In our first project for the online Data Science program, we were asked to predict home values based on 21 features from a dataset provided to us. Armed with my initial skills learned in the first module, I anxiously downloaded the dataset. I began exploring the data – I noticed that some of the data was categorized as objects, some integers, some floats… All features ended up being numeric! Sweet. This will be easy to analyze. Until I realized not all numbers are created equal.
Numbers can mean different things: a 1 or a 0 can represent ‘True’ or ‘False’. The number ‘4’ can represent a value, a geographic point, size, or a score. When you read: 85018 it can represent a value of eighty-five thousand, eighteen or a zip code – a label that represents a geographic area. When this is the case, numbers don’t carry a value. Don’t worry! They can still be used, as can other types of data that are not numeric. They are considered categorical. Categorical data is that which values are assigned to a finite set of features – like in the case of zipcodes.
Yes… back to zipcodes. In this project, I was stuck on this one. It was numeric and ordinal… I thought since there’s a hierarchy to it had some sort of value. However: 85018 + 85019 does not yield something that is predictive … or is it? Is there even a zipcode 170037? Answer: Yes… but do two Arizona zip codes added together really equal Beijing?

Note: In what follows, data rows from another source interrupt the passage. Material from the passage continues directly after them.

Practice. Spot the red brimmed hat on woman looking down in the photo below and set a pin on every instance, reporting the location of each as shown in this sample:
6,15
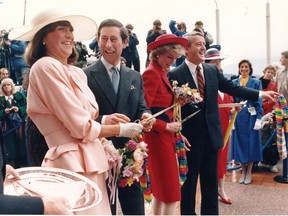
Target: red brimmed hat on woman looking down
167,39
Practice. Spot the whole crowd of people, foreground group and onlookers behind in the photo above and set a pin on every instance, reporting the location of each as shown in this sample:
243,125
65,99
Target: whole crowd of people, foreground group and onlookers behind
85,113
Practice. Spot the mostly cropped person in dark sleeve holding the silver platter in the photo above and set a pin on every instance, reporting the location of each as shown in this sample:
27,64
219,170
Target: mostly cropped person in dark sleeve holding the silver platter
25,204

Another post I guess… But, this was when it made sense to me. The number assigned to a geographic area represents a category – it’s a label. How this category relates to other variables is how we could use it in a predictive way rather than the value it represents. This happens after we label encode it – or assign it a numeric value that can be used as a relative value.

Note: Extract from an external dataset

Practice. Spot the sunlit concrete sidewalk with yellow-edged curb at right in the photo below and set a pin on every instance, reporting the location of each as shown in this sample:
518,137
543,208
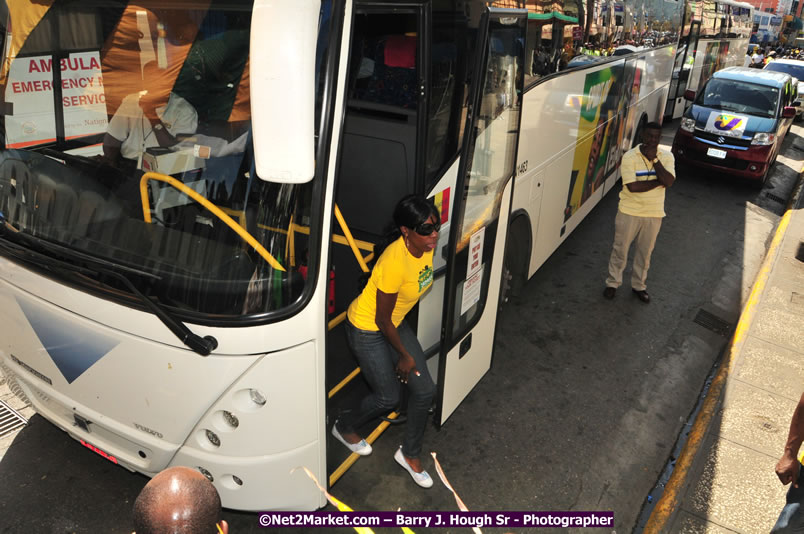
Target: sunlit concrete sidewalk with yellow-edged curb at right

There are different ways one can go about label-encoding for predictive modeling.
One way is to pass .cat.codes through your feature that assigns a numeric value to your numeric, text or even photographic category:
feature
0 feat2
1 feat1
2 feat1
3 feat0
4 feat2
5 feat1
6 feat1
dtype: category
feature.cat.codes
OUTPUT:
0 2
1 1
2 1
3 0
4 2
5 1
6 1
7 0
8 0
9 2
dtype: int8
See? It’s now an integer that relates back to the feature.
Another way is to use the scikitlearn’s LabelEncoder:
First import, then encatonate, then call fit_transform to feature you’re encoding.
It looks like this:
from sklearn.preprocessing import LabelEncoder
encode = LabelEncoder()
feature_encoded = encode.fit_transform(cat_feature)
feature_encoded
array([2, 1, 1, 0, 2, 1, 1, 0, 0, 2])
Or you can do this another way, by getting “dummy variables” from pandas:
pd.get_dummies(cat_Val)
Val1 Val2 Val3
0 0 0 1
1 0 1 0
2 0 1 0
3 1 0 0
4 0 0 1
5 0 1 0
6 0 1 0
7 1 0 0
8 1 0 0
9 0 0 1
The advantage of using dummies is that, whatever algorithm you’ll be using, your numerical values cannot be misinterpreted as being continuous. Going forward, it’s important to know that for linear regression (and most other algorithms in scikit-learn), one-hot encoding is required when adding categorical variables in a regression model.

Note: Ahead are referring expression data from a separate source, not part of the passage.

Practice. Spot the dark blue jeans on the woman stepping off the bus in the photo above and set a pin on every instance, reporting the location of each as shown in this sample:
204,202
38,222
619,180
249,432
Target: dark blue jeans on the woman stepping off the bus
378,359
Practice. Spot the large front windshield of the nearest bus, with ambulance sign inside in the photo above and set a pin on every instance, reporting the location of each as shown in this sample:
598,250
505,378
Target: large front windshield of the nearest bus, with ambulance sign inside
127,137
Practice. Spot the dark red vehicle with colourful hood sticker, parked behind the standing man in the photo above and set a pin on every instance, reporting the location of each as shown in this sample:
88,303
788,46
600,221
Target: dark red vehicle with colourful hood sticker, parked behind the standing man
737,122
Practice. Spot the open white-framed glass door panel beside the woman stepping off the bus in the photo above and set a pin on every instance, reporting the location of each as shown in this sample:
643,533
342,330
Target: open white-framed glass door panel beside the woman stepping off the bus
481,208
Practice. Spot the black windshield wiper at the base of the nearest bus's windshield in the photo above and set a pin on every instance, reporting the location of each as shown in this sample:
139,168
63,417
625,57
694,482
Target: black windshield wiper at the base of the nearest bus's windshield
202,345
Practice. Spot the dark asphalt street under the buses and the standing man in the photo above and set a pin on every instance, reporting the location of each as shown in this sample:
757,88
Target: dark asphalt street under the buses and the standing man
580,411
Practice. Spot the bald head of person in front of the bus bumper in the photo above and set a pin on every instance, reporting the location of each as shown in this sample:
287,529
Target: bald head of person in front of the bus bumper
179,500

One thing to keep in mind when using dummies: it interferes with multicollinearity and something called “the dummy trap”. This idea at first perplexed me – but basically you can predict any single origin dummy variable using the implied information from the others. All categories that are being compared to each other are assigned a zero or a one sequentially. By having all variables compared to each other will add more values than makes sense to interpret. Fortunately, these issues can be avoided by simply dropping one of the dummy variables. You can do this by subsetting the dataframe manually or, more conveniently, by passing drop_first=True to get_dummies():
Once you have this down… keep going.
Clean the data. Ask questions. Use the data to build a model, make observations, predictions and suggestions based on your findings. Then use visualizations to communicate what you’ve discovered.